On 14 Jun., 22:47, William Hughes <wpihug...@hotmail.com> wrote: > On Jun 14, 2:35 pm, WM <mueck...@rz.fh-augsburg.de> wrote: > > > On 14 Jun., 16:49, William Hughes <wpihug...@hotmail.com> wrote: > > Your claim is that "no possibility exists to construct or to > distinguish by one or many or infinitely many nodes > of the tree another path." > > > There are two statements: > > 1) Path p can be distinguished from every path of P. > > 2) Path p cannot be distinguished from every path of P. > > > The first is assumed to be correct before P was used to construct the > > tree. > > Nope. No assumption. You agreed that statement 1 > is correct before P was used to construct the tree.
I agreed under the assumption that actual infinity exists, in order to contradict this assumption. > > You agreed that constucting the tree does not change > path p or any element of P
That is correct. It is a basic of mathematics. > > You are now trying to claim statement 2 is correct > after P is used to construct the tree.

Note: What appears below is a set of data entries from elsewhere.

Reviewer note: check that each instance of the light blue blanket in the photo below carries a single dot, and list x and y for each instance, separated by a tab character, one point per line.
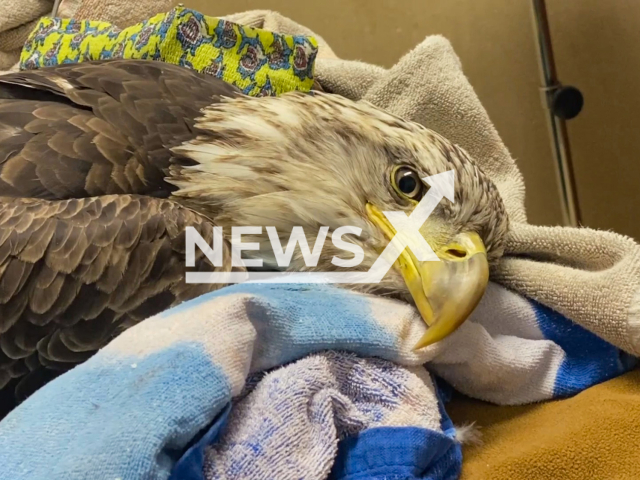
170	397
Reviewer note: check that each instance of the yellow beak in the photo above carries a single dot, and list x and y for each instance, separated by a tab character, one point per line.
445	292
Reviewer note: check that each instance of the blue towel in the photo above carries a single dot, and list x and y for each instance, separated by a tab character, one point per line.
239	384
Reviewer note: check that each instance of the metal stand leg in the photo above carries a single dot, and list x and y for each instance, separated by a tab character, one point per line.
561	103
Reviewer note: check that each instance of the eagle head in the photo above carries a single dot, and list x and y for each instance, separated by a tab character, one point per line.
321	160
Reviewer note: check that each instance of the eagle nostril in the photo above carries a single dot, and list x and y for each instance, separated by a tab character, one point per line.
456	252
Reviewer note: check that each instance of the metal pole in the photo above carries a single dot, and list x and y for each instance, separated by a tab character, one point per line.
557	126
56	6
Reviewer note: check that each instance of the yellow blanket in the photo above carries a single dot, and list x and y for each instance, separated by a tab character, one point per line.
592	436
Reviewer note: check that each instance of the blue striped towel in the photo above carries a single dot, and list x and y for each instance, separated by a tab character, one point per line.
284	381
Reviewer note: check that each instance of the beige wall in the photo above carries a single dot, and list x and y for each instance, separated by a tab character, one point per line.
494	39
597	48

I can prove that statement 2 is correct. It is proved by your inability to distinguish p from all paths of the tree. > > (Note P is used to construct the nodes of the > tree, the nodes of the tree are used to construct > the paths of the tree. The set of paths in P > and the set of paths in the tree are not the same.
There is nothing added. So you are trying to invent magic.
> The fact that p cannot be distinguished from > all paths in the tree does not mean that p cannot > be distinguished from all paths in P)
It does. > > > The second statement can be proved to be correct, because in fact you > > are not able to distinguish p from P (by means of digits). > > P contains every digit in p, so you are not able to distinguish > p from P by digits. P does not contain every subset of digits > in p, so you are able to distinguish p from P by subsets of digits.
Cantor's list argument, applied to sequences of digits, is applied to single digits only. If this is not justified, then his proof is false.